Pazar günü yine futbol dünyası ile haşır neşir oldum. Başakşehir, Fenerbahçe ve Beşiktaş'ın puan kaybettiği haftada gözler Galatasaray'daydı. Bir Galatasaraylı olarak Aslan'ın Kasımpaşa karşısında ne yapacağını merak ediyordum. Bu maçı izlemeden oğullarım Gökmen ve Gökhan'la Söğütaltı Kahvesi'nde buluşarak Büyükşehir Belediyespor'un Pazarspor ile oynayacağı maça gittim. İlk yarıyı seyrettim. Üşüdüm, ayrıldım. Belediye Başkanı Cengiz Ergün maça gelmemişti. Eşi Şeyda Hanım vardı. Sordum, biraz rahatsızmış. Geçmiş olsun. Eve geldim. Naklen yayınlanan maçların kanalları arasında gezinti yaptım. Bolu-Balıkesir maçının son anlarını izledim. Son anda Balıkesir penaltı ile 3 puanı aldı. Sonra yükselişe geçen Akhisar'ın Gaziantep'te oynadığı maçı izlemeye başladım. Akhisar penaltı kaçırıp Gaziantep'te gol atınca Elazığ-Denizli maçına geçtim. Bir hafta önce Manisaspor'a evinde yenilen Denizli, Elazığ'da goller atıyordu. 3 golle 3 puanı alırken aklıma Akhisar maçı tekrar geldi. Açtım. Maçın sonları oynanıyor.
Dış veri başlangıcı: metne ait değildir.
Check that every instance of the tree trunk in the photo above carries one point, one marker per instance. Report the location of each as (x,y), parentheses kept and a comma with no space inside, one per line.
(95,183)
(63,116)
Akhisar 2-1 önde. Maçı da öyle bitirdi. Bravo Akhisar'a dedim.
Galatasaray-Kasımpaşa maçına daha vardı. Göztepe-Yeni Malatya maçını izleyeyim dedim. Maçın hakemi Cüneyt Çakır. Önemli maça ünlü hakemi vermişler. Göztepe lider karşısında muhteşem seyircisi önünde iyi oynuyordu. Maçı da kazanmasını bildi. Bu ara aklıma Belediyespor'un maçı geldi. Halbuki maç bitinci oğlum Gökhan arardı, aramadı. Bu işte bir iş var dedim. Sonucun kötü olduğunu anladım. İkinci yarıda yedikleri gollerle Pazarspor'a 2-1 yenildiklerini öğrendim. Bu işin artık tadı kaçtı görüşündeyim. Sıra geldi takımımın maçına. Galatasaray-Kasımpaşa maçına. Galatasaray bildiğimiz futbolu oynuyor. Maçın başında Podolski golünü attı. O kadar yine paslarla işi idare etmeye çalışıyor. İkinci yarının başında her zaman olduğu gibi yine gol yedi. Sinir krizi geçirmemek mümkün değil. Yine yenemeyecek diye düşünürken Bruma entresan bir gol attı. 2-1 öne geçti. Kasımpaşa 10 kişi kaldı. Aslan'dan kükreme bekliyorum. Ne gezer. Kasımpaşa penaltı kazanmaz mı. Dakika 79. Bu Galatasaray adam olmaz dedim. Bir çuval inciri berbat edecekler dedim. İmdadımıza Adem yetişti. Penaltıyı Muslera'ya teslim etti. Bir oh çektim. Maç bitsin diye dua ettim. İyi oynamadan 3 puan alarak Fenerbahçe'nin üstüne çıkmış olduk. Galatasaray'a kızıyorum ama iyi oynayan Beşiktaş'la 3, Başakşehir'le de arada 5 puan var. Zirve mücadelesinde Fenerbahçe'den 1 puan önde. Buna ne denir? Türk futbolunun kalitesinin hali ortada denir. Başka söylenecek söz yok.